At Wednesday night’s gathering in Boston, an NR reader asked if liberal writers, thinkers, columnists, and bloggers were treating their counterparts on the right with a little more deference or respect, in light of Obamacare’s debut living up to conservatives’ fears instead of liberals’ hopes. The short answer is, “No, not really.” Kevin Williamson observed that if a liberal acknowledges that health care is too complicated for the government to manage and direct, that concession cracks the foundation of his entire worldview and faith in government’s ability to solve problems.
I noted that on Twitter and elsewhere, there were plenty of liberals insisting, “Hey, the web site is going to be fixed at the end of November, okay! They said it’s going to be fixed! THAT MEANS IT’S GOING TO WORK SOON, OKAY? IT’S ALL GOING TO TURN OUT OKAY! EVERYTHING IS GOING TO BE FINE!”

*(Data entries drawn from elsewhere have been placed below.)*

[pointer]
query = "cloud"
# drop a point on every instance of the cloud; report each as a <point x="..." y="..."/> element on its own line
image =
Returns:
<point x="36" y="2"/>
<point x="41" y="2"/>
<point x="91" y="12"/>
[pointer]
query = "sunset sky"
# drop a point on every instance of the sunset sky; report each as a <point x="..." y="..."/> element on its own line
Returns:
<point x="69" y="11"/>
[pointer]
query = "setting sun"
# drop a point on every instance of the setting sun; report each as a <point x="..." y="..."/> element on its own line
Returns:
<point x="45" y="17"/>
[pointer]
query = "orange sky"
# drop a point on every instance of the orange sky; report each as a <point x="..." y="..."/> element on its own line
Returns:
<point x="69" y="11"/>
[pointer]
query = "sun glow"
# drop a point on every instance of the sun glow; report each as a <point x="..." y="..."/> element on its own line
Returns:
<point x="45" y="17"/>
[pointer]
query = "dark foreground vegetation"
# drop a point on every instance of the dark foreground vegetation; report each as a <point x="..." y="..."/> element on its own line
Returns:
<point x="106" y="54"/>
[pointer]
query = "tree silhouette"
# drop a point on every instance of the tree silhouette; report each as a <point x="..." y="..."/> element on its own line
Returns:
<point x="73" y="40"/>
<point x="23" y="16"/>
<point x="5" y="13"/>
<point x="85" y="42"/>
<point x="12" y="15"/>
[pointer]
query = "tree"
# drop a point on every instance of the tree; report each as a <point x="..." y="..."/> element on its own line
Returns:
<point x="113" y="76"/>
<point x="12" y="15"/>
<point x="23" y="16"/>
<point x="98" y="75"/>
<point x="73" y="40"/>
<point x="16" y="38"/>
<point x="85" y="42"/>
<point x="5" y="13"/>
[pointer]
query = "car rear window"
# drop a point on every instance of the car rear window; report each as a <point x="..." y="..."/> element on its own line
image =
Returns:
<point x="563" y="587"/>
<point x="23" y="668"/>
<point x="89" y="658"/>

Right now, the faulty Obamacare website is a locked door that Obama, Kathleen Sebelius, and their team are desperately trying to unlock, as all of their fans and supporters watch intensely, knowing that eventually, the door will open.

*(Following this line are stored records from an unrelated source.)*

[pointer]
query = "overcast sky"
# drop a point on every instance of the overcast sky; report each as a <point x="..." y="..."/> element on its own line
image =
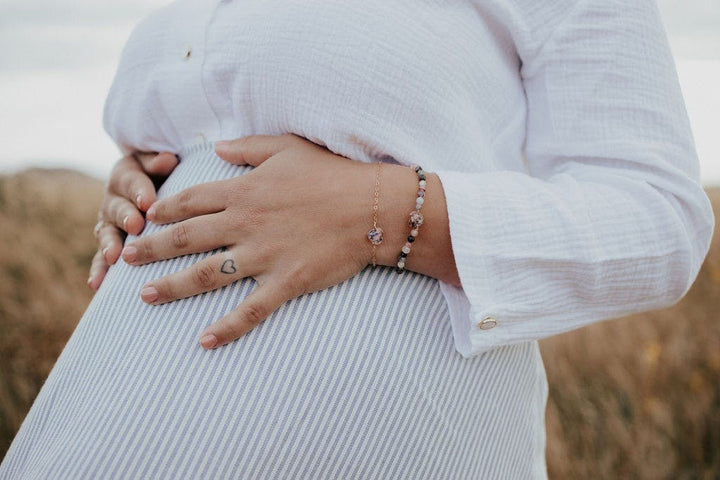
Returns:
<point x="58" y="59"/>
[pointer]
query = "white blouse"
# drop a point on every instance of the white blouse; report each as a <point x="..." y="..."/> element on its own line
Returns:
<point x="557" y="128"/>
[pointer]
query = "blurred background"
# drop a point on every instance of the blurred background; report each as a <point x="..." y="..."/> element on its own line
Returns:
<point x="629" y="398"/>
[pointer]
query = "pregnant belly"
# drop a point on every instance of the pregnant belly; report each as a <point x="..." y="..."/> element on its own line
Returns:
<point x="360" y="380"/>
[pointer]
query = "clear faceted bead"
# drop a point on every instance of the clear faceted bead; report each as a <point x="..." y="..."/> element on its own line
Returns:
<point x="416" y="219"/>
<point x="375" y="235"/>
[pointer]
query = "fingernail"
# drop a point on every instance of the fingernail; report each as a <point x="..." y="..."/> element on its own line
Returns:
<point x="208" y="341"/>
<point x="222" y="145"/>
<point x="129" y="254"/>
<point x="149" y="294"/>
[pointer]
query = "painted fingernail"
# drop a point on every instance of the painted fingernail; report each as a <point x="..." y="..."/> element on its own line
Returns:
<point x="129" y="254"/>
<point x="149" y="294"/>
<point x="208" y="341"/>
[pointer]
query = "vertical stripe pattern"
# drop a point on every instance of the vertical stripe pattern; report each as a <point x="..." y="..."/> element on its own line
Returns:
<point x="361" y="380"/>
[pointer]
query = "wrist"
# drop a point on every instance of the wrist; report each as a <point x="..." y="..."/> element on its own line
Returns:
<point x="398" y="191"/>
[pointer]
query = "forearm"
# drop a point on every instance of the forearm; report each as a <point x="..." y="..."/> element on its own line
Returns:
<point x="431" y="253"/>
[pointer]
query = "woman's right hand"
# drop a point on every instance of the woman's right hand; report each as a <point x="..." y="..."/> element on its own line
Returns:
<point x="129" y="192"/>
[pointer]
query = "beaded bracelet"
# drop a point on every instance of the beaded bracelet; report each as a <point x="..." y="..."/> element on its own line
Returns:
<point x="375" y="234"/>
<point x="415" y="219"/>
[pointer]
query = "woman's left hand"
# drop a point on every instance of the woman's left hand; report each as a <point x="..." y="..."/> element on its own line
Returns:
<point x="296" y="225"/>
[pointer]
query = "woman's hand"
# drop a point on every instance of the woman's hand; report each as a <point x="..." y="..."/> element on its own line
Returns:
<point x="296" y="224"/>
<point x="129" y="192"/>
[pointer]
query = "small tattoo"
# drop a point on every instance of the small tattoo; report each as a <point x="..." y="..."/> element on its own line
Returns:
<point x="228" y="267"/>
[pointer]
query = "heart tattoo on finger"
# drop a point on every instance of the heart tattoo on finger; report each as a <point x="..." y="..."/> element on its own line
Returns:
<point x="228" y="267"/>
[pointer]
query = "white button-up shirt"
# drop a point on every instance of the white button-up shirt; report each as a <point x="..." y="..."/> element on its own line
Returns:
<point x="557" y="128"/>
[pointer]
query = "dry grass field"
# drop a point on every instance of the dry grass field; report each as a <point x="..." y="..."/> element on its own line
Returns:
<point x="637" y="397"/>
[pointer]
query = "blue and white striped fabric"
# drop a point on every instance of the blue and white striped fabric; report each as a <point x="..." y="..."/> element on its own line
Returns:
<point x="361" y="380"/>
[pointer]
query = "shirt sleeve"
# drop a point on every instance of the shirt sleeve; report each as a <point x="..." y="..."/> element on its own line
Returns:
<point x="611" y="218"/>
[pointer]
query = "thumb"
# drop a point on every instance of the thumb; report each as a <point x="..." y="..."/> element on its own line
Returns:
<point x="254" y="149"/>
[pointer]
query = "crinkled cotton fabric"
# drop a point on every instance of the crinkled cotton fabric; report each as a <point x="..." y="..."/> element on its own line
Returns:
<point x="560" y="136"/>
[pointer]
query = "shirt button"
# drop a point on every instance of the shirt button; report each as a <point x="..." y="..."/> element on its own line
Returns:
<point x="487" y="323"/>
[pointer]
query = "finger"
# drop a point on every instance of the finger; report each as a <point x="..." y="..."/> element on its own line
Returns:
<point x="157" y="164"/>
<point x="202" y="199"/>
<point x="98" y="269"/>
<point x="199" y="234"/>
<point x="129" y="180"/>
<point x="256" y="307"/>
<point x="110" y="241"/>
<point x="123" y="214"/>
<point x="206" y="275"/>
<point x="255" y="149"/>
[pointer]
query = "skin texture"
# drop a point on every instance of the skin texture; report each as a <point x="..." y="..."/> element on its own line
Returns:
<point x="297" y="224"/>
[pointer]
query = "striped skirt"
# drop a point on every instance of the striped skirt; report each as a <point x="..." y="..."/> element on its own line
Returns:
<point x="360" y="380"/>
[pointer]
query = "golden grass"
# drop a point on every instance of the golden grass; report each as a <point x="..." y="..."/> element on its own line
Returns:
<point x="637" y="397"/>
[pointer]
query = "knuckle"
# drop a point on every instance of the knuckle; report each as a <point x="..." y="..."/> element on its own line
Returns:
<point x="184" y="200"/>
<point x="205" y="275"/>
<point x="146" y="250"/>
<point x="297" y="284"/>
<point x="180" y="236"/>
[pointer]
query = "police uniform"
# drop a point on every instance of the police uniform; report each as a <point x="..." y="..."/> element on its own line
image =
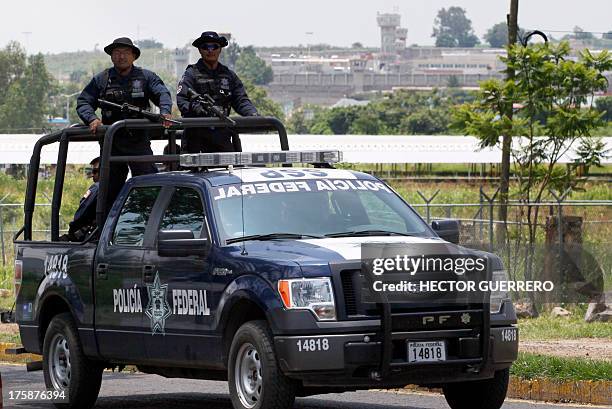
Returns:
<point x="225" y="88"/>
<point x="85" y="216"/>
<point x="138" y="88"/>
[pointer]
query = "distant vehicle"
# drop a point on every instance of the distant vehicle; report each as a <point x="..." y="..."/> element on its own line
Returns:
<point x="233" y="271"/>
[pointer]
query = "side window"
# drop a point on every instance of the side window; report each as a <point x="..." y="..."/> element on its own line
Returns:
<point x="184" y="212"/>
<point x="130" y="228"/>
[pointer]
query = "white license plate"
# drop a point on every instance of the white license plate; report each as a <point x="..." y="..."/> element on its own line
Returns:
<point x="430" y="351"/>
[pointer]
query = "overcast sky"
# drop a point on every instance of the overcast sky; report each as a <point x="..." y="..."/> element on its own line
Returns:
<point x="69" y="25"/>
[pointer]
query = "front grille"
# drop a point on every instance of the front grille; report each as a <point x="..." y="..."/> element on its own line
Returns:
<point x="350" y="302"/>
<point x="406" y="316"/>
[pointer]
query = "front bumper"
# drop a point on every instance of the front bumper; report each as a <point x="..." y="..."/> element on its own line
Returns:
<point x="351" y="359"/>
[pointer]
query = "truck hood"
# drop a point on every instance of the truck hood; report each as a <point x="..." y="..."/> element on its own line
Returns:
<point x="333" y="250"/>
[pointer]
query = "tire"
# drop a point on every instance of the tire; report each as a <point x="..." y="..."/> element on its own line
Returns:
<point x="484" y="394"/>
<point x="265" y="387"/>
<point x="66" y="368"/>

What they don’t know is that on the other side of the door is a giant monster called “sticker shock.”
Some Americans are already getting a glimpse of the monster:
Sweeping differences in health care exchange pricing among states and counties is leading to sticker shock for some middle-class consumers and others who aren’t eligible for subsidies under the Affordable Care Act.
The average prices for the most popular plans are twice as high in the most expensive states as those with the lowest average prices, according to a USA TODAY analysis of data for 34 states using the federal health insurance exchange . . .
About 4.4 million people in the individual insurance market are not eligible for the subsidies and tax credits that can help cover premiums and out-of-pocket costs, including deductibles.
Insurance brokers and “navigators” helping people apply for insurance say there are shockingly high prices for some consumers who aren’t eligible for subsidies. Without much competition in some states and because they know so little about their new customers, insurers may have priced higher than they would have otherwise.
“In a shock to the system, the older staff in my office (folks over 59) have now found out their personal health insurance costs (even with the government contribution) have gone up three to four times what they were paying before,” Minh Ta, chief of staff to Rep. Gwen Moore (D-Wis.), wrote to fellow Democratic chiefs of staff in an email message.
The focus on the website problems in the past few weeks is sort of a blessing and a curse for the administration. It’s a blessing because it obscures the other brewing problems with the new law. The curse is that most supporters of Obamacare are whistling past the graveyard, insisting it’s mostly a website issue, when in fact other bigger problems will eventually command the spotlight in the months ahead.